Movie Recommendation System
Author(s)
Tylah Jenkins (14248037)
Dayhe Kwon (25531308)
Aabhii Taneja (13568821)
Harshit Setia (25206804)
Date: 01/08/2025
Overview & Purpose
This workflow builds a simple movie recommendation system using the MovieLens 100k dataset to predict user preferences and movie ratings.
Data Used
Uses MovieLens 100k dataset files: u.data (for the final working model), uX.base/test files if running the hyperparameter tuning, and u.user/u.item if running the hybrid model.
Required Location: On the user's Desktop is the most convenient location.
Methodology
Workflow steps include:
Data loading (ingestion) and initial inspection
Cleaning & preprocessing (column renaming, cleaning was conducted and trusted from source)
Data splitting (Partitioned - 80/20 train/test split) / Test validation set checks
Spark environment initialisation and required transformations
Model training/prediction (Collaborative Filtering)
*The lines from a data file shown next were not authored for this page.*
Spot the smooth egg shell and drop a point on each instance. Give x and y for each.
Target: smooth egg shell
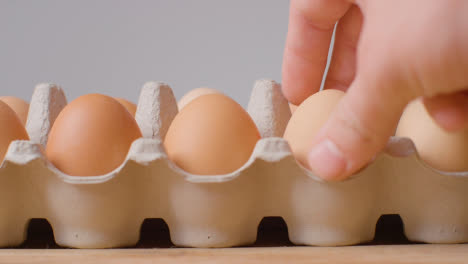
(188, 97)
(306, 121)
(91, 136)
(440, 149)
(131, 107)
(211, 135)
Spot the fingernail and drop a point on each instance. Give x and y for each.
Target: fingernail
(327, 161)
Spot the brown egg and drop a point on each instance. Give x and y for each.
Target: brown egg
(18, 105)
(131, 107)
(292, 108)
(211, 135)
(91, 136)
(11, 128)
(188, 97)
(440, 149)
(307, 120)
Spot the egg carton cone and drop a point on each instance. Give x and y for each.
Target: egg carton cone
(221, 210)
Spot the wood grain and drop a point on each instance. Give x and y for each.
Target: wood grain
(354, 254)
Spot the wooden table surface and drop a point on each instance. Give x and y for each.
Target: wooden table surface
(272, 246)
(354, 254)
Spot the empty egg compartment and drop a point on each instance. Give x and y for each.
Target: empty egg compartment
(222, 210)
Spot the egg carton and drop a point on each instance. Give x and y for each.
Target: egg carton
(222, 210)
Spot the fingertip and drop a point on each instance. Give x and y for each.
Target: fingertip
(450, 111)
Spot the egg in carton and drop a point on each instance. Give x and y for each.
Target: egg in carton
(221, 210)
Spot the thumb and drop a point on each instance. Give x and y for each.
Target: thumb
(359, 127)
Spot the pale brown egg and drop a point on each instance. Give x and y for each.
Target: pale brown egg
(91, 136)
(211, 135)
(11, 128)
(188, 97)
(131, 107)
(292, 108)
(440, 149)
(18, 105)
(307, 120)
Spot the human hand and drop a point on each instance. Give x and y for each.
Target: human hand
(386, 54)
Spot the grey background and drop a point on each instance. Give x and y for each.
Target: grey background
(115, 46)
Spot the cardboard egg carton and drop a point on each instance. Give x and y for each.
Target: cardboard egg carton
(224, 210)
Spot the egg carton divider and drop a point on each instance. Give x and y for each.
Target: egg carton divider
(222, 210)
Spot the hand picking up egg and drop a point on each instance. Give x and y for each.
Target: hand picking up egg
(18, 105)
(440, 149)
(91, 136)
(211, 135)
(307, 120)
(11, 128)
(188, 97)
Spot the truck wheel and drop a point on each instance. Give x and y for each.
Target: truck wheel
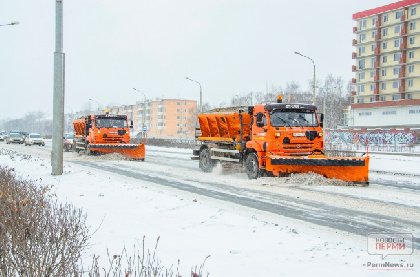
(206, 163)
(252, 166)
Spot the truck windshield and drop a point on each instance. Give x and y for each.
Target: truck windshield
(293, 118)
(111, 123)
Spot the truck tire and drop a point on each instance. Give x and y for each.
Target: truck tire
(252, 167)
(206, 163)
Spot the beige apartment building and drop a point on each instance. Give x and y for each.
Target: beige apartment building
(387, 67)
(164, 118)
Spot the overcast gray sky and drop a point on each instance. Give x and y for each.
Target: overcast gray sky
(230, 47)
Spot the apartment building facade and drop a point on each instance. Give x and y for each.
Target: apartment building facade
(387, 67)
(164, 118)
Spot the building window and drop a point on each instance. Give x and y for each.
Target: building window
(374, 20)
(383, 72)
(383, 86)
(411, 40)
(384, 59)
(389, 112)
(410, 83)
(397, 42)
(374, 34)
(362, 64)
(411, 68)
(396, 70)
(411, 54)
(395, 84)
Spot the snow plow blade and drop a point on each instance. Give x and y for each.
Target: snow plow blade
(133, 151)
(354, 169)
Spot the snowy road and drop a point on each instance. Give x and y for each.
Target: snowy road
(390, 204)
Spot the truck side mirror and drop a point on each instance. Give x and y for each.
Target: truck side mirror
(260, 119)
(321, 120)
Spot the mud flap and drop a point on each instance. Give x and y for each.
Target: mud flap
(347, 169)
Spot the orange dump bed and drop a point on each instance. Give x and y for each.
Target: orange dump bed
(224, 126)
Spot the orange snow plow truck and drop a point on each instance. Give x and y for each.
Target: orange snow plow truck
(106, 133)
(273, 140)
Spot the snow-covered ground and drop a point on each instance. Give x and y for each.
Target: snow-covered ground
(241, 241)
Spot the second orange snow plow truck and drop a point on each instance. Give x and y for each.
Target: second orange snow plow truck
(273, 140)
(105, 133)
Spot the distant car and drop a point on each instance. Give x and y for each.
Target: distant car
(68, 142)
(14, 138)
(3, 135)
(34, 138)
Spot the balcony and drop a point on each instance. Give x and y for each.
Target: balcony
(401, 88)
(403, 60)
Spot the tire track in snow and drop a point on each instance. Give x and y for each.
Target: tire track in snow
(356, 222)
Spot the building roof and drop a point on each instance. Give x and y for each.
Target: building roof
(386, 8)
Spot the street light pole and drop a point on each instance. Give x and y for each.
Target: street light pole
(144, 112)
(201, 94)
(297, 53)
(58, 94)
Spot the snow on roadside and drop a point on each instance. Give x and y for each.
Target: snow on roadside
(241, 242)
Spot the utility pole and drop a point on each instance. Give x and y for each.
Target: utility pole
(58, 95)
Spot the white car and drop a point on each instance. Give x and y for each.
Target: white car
(34, 138)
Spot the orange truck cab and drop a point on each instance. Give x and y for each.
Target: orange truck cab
(274, 139)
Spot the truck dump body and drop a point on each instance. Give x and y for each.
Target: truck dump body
(276, 138)
(106, 134)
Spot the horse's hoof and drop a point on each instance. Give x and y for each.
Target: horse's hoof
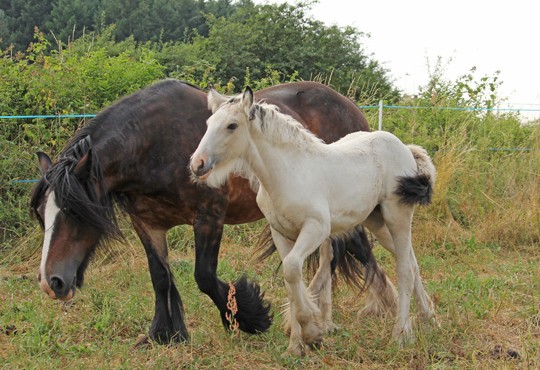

Output generation (predicted vs actual)
Evaluation & Analysis
How to run the Workflow
Place data files in the specified location.
Open workflow in KNIME.
Drag mouse over all nodes in the 'Final Working Model' section and select execute all.
Outputs
Actual vs. Predicted ratings.
Table of Top 10 Recommendations table for each user (unrated movies).
Evaluation metrics table: RMSE and Recall.
Evaluation Metrics
System evaluated using RMSD and Recall metrics on the u.data set (training/test split).
Assumptions
Data files are complete, unaltered, and tab-separated.
Input data includes required pre-cleaning (users >= 20 ratings, with complete demographics).
Rating scale is a 1-5.
Data provided is reliable and credible.